During coworking week, interested users had exclusive access to TFN's lounge, its wired hot desks at 55 inches apart, high speed internet, media studios, workshop classrooms and board rooms.

At least, everyone except the bear.

Recent bear sightings

This the latest of a number of recent bear sightings across the Tri-Cities — primarily Coquitlam and Port Coquitlam.

As of Tuesday (Aug. 15), the City of Coquitlam has enforced a food ban for three parks on Burke Mountain resulting from an increase in bear activity in the neighbourhood.

This includes Hockaday and Galette parks, as well as Karley Crescent near the Coquitlam River where it was reported some bears tried to access garbage, coolers and picnics.

Earlier this month, an eight-year-old girl saved her one-year-old brother from a potential bear encounter in Coquitlam's Ranch Park area as it crept near the driveway while the two were outside.

Juliet Biron saw the animal, calmly walked towards Jax, picked him up and briskly went back into the house.

@tricitynews Bears, bears, bears. 🐻⚠️ #tricitynews #coquitlam #portcoquitlam #bear #bears #bearsoftiktok #bearsighting ♬ News Report Serious VTR(1406117) - howlingindicator

Four bears, meanwhile, were caught on video wrestling in the backyard of a Harbour Chines residence, and another was found eating berries off the bushes near the gravel field at Maple Creek Middle School.

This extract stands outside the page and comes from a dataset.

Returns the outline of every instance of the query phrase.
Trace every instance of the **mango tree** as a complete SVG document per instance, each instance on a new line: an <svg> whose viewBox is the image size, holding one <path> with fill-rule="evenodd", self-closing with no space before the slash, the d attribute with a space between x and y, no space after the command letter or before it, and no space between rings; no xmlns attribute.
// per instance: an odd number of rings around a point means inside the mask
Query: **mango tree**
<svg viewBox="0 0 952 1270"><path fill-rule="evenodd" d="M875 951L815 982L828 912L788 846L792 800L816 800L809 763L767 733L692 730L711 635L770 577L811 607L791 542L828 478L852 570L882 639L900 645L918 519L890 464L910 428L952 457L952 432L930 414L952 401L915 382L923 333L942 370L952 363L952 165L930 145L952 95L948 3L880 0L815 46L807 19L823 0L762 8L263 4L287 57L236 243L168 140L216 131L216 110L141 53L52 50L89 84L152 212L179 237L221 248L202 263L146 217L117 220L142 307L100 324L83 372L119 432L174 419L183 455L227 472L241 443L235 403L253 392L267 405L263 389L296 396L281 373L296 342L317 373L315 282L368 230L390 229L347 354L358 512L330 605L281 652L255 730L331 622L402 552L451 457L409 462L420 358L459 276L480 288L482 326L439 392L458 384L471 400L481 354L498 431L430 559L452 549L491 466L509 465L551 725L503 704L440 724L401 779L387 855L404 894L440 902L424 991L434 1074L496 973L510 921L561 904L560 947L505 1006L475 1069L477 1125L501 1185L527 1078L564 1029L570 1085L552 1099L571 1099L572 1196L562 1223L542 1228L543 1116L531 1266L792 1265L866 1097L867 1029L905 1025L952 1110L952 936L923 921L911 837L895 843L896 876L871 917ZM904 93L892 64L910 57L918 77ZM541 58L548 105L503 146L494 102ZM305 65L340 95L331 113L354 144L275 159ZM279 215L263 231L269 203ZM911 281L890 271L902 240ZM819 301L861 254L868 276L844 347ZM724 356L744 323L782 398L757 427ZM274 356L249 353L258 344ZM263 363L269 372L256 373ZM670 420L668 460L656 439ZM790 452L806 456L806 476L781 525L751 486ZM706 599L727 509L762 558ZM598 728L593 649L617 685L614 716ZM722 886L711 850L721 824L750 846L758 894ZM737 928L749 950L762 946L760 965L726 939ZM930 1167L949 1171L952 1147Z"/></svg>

"Bears have a strong sense of smell, meaning it only takes a small amount of food to attract them to your picnic or property," said Coquitlam environment manager Caresse Selk in an earlier statement.

"Unsecured garbage continues to be the most common bear attractant in Coquitlam. This is a problem because bears that become used to eating garbage can become unpredictable, and increase the risk to public safety."

Bear safety tips

WildSafeBC lists the following tips to avoid bear encounters:

  • Keep your garbage in or secured somewhere not accessible to wildlife until the day of collection
  • Keep carts and bins odour-free by freezing smelly garbage and food waste until collection day and regularly cleaning them
  • Manage your fruit trees
    • Don’t let windfalls accumulate, and pick fruit as it ripens
    • If you don’t want the fruit, consider...
      • Accessing a fruit gleaning group in your community
      • Washing the blossoms off in the spring so the fruit doesn’t set
      • Replacing the tree with a non-fruit bearing variety
  • Don’t put out bird feeders when bears are active
    • A kilo of bird seed has approximately 8,000 calories and is a great reward for a hungry bear
  • Keep your compost working properly with lots of brown materials and a regular schedule of turning
  • If you have livestock or backyard chickens use a properly installed and maintained electric fence to keep bears and livestock apart

The public is being reminded to also check your surroundings when out in the back country as bears are known to hang out in trees.